Loving Connections that Heal: Partnering for a Just Transition

How do we stop systems based in relentless extraction and move towards ways of being that heal and restore? Communities in the front lines of the climate crisis are leading the way towards the transformations necessary for our collective survival and flourishing. Join us as Rev. Mary Katherine Morn, president of UUSC, shares stories of the remarkable work UUSC partners are engaging in around the world with the support of our UUSC members.

You can watch this service live on YouTube or join us in person.

After 30 years in faith-based leadership, the Rev. Mary Katherine Morn joined UUSC as President and Lead Executive Officer in 2018. She has helped to grow a number of progressive congregations serving their members and the larger community.

Mary Katherine contributed to efforts for economic, racial, and social justice in Macon, Georgia at the Economic Opportunity Council/Headstart with the NAACP. She also worked deeply in the reproductive justice movement.
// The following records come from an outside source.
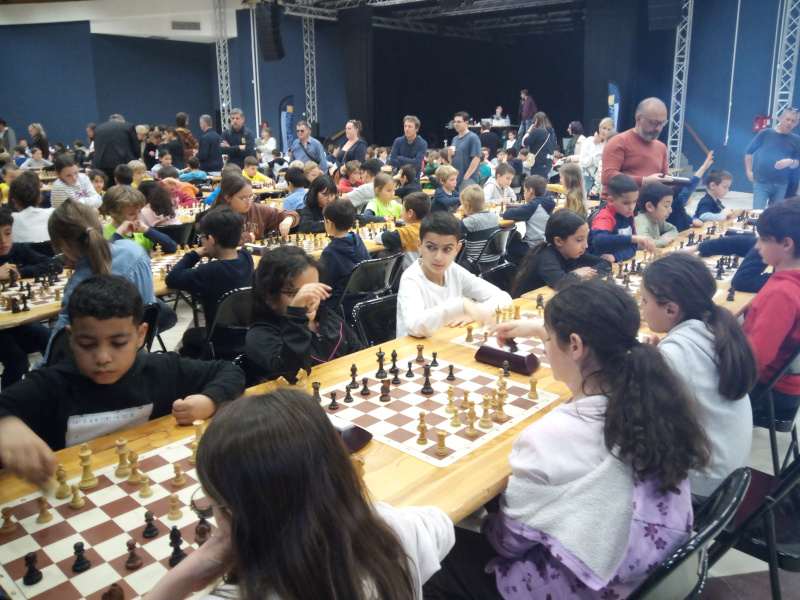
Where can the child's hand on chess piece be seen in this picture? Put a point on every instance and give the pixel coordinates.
(24, 452)
(193, 408)
(518, 329)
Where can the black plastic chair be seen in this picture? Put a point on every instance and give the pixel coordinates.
(767, 526)
(376, 320)
(373, 276)
(234, 315)
(501, 276)
(684, 573)
(765, 415)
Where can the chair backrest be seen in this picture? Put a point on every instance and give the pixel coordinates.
(376, 320)
(180, 234)
(683, 574)
(59, 347)
(371, 276)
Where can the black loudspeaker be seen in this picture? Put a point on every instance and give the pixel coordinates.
(268, 28)
(664, 14)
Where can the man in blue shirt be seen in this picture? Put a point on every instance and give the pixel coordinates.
(467, 151)
(409, 149)
(306, 148)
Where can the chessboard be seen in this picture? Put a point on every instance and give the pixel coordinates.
(113, 514)
(396, 422)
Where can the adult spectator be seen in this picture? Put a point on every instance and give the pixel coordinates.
(115, 143)
(637, 152)
(489, 138)
(466, 150)
(354, 147)
(541, 142)
(186, 137)
(8, 138)
(39, 139)
(306, 148)
(527, 109)
(769, 159)
(410, 148)
(238, 142)
(209, 153)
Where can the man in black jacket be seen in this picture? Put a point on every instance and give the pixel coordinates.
(115, 143)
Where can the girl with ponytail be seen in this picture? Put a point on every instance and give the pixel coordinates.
(599, 491)
(76, 232)
(708, 349)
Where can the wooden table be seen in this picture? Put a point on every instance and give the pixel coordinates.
(391, 475)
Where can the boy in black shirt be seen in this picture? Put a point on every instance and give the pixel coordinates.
(107, 385)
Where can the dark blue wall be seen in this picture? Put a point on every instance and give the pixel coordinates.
(48, 77)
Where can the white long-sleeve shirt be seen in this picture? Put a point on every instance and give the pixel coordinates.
(83, 191)
(423, 306)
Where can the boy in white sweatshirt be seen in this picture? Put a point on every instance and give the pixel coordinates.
(435, 291)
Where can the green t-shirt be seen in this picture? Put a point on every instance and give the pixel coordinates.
(393, 210)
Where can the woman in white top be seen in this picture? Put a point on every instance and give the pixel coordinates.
(292, 516)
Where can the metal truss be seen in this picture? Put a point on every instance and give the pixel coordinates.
(680, 78)
(786, 69)
(223, 66)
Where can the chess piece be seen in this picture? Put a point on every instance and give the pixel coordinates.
(8, 526)
(145, 491)
(533, 394)
(63, 492)
(353, 385)
(385, 397)
(81, 562)
(150, 529)
(420, 358)
(134, 560)
(77, 500)
(179, 480)
(133, 462)
(32, 575)
(123, 470)
(470, 431)
(422, 428)
(174, 513)
(45, 516)
(175, 543)
(441, 449)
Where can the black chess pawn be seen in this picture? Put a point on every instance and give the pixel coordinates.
(81, 562)
(32, 575)
(150, 530)
(175, 543)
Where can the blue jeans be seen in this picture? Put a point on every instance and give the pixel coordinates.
(767, 193)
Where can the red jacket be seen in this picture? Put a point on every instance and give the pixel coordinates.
(773, 327)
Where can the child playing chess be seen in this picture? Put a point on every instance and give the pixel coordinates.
(416, 206)
(292, 330)
(613, 235)
(561, 257)
(709, 351)
(237, 193)
(435, 291)
(124, 204)
(227, 269)
(655, 202)
(618, 453)
(16, 343)
(315, 535)
(344, 252)
(107, 385)
(383, 207)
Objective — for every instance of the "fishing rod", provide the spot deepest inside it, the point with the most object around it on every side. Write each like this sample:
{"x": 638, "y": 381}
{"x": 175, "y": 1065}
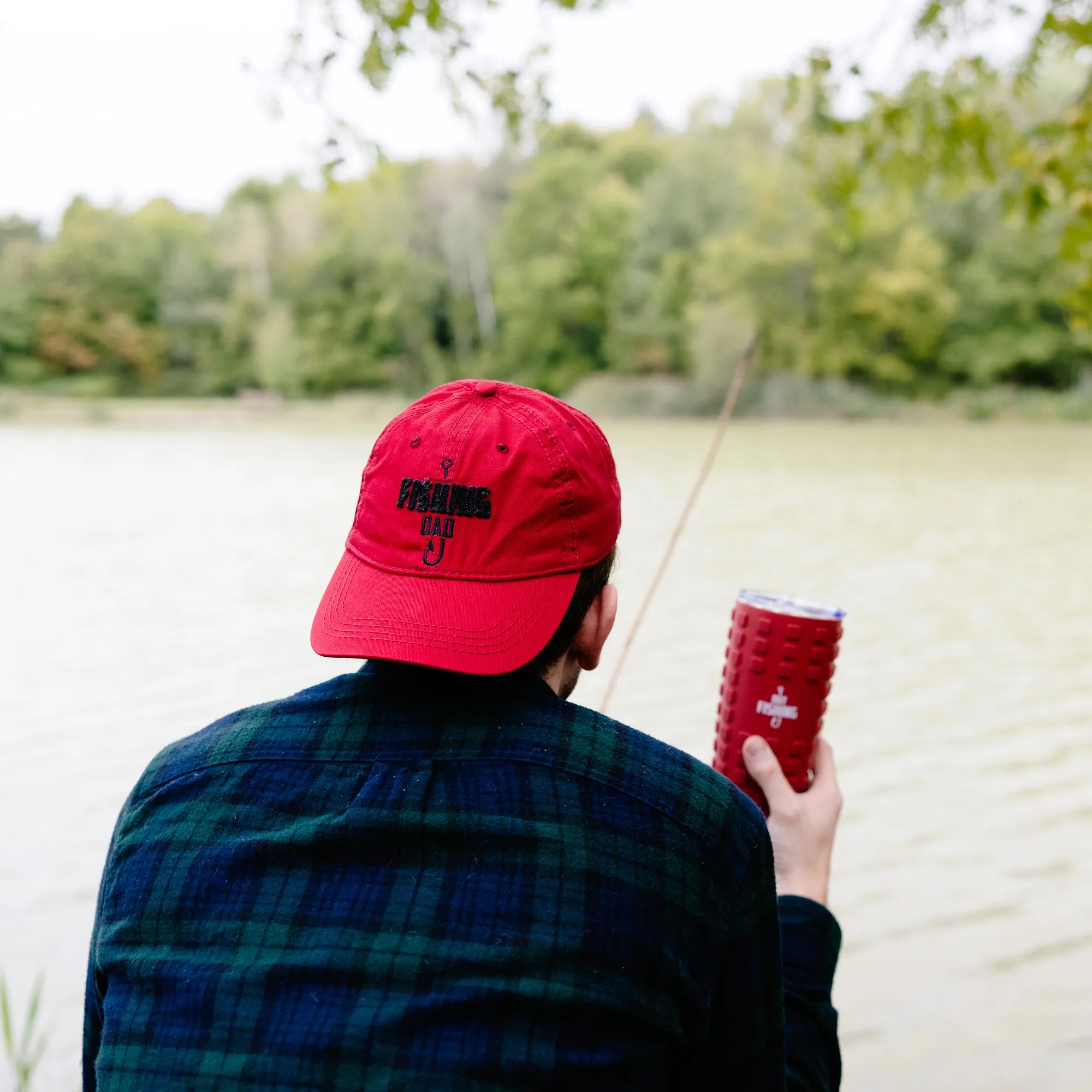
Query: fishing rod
{"x": 722, "y": 424}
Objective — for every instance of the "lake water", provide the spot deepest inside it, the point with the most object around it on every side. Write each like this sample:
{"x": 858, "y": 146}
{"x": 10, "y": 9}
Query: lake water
{"x": 153, "y": 580}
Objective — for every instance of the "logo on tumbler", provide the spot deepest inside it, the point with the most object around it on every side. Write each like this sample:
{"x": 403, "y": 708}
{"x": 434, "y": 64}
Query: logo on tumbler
{"x": 778, "y": 709}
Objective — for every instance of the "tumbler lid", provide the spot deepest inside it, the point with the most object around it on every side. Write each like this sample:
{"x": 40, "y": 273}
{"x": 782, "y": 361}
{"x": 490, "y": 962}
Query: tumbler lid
{"x": 789, "y": 606}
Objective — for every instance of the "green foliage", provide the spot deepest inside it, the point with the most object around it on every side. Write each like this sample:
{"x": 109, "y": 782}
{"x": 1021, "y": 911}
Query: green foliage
{"x": 23, "y": 1051}
{"x": 901, "y": 250}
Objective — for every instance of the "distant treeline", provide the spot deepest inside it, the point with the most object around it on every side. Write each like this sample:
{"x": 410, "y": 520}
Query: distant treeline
{"x": 887, "y": 252}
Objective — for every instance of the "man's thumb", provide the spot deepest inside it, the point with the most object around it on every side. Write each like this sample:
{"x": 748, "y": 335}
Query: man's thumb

In Nashville, Tennessee, she collaborated with the Interfaith Alliance and Industrial Areas Foundation. In Fairfax, Virginia, she worked with interfaith ministries addressing hunger and homelessness, collaborated with LGBTQI+ advocacy organizations, and served on the county’s homelessness task force.

Mary Katherine also served in volunteer leadership with the Unitarian Universalist Ministers’ Association and for four years as Director of Stewardship and Development for the Unitarian Universalist Association.

Rev. Kimberly Quinn Johnson serves as minister of the Unitarian Universalist Congregation of the South Fork on Long Island in Bridgehampton, NY. Her ministry and her preaching encourage us to connect to our most deeply held values so that we can live our faith in the world.

Before her ministry, Kimberly worked as a union organizer with the United Auto Workers (UAW). She continues to teach Women’s and Gender Studies at New Jersey City University.

The core of Kimberly’s ministry is faith formation—creating spaces and experiences for people to connect to the sacred and to express that connection in the world. In her teaching, Kimberly employs the theory and practice of popular education, facilitating the exchange and exploration of our knowledge and experiences to encourage deeper understanding and grounding for action.

Kimberly serves on the Organizing Collective Board for Black Lives of Unitarian Universalism (BLUU). She also serves on the board of the UU Women’s Federation (UUWF). She serves as vice president of the St. Lawrence Foundation for Theological Education. And is a member of the Steering Committee for UU Class Conversations, and the UUA Appointments Committee. She gets to work at the nexus of faith formation, youth ministry, and racial justice as a Program Leader with the UU College of Social Justice.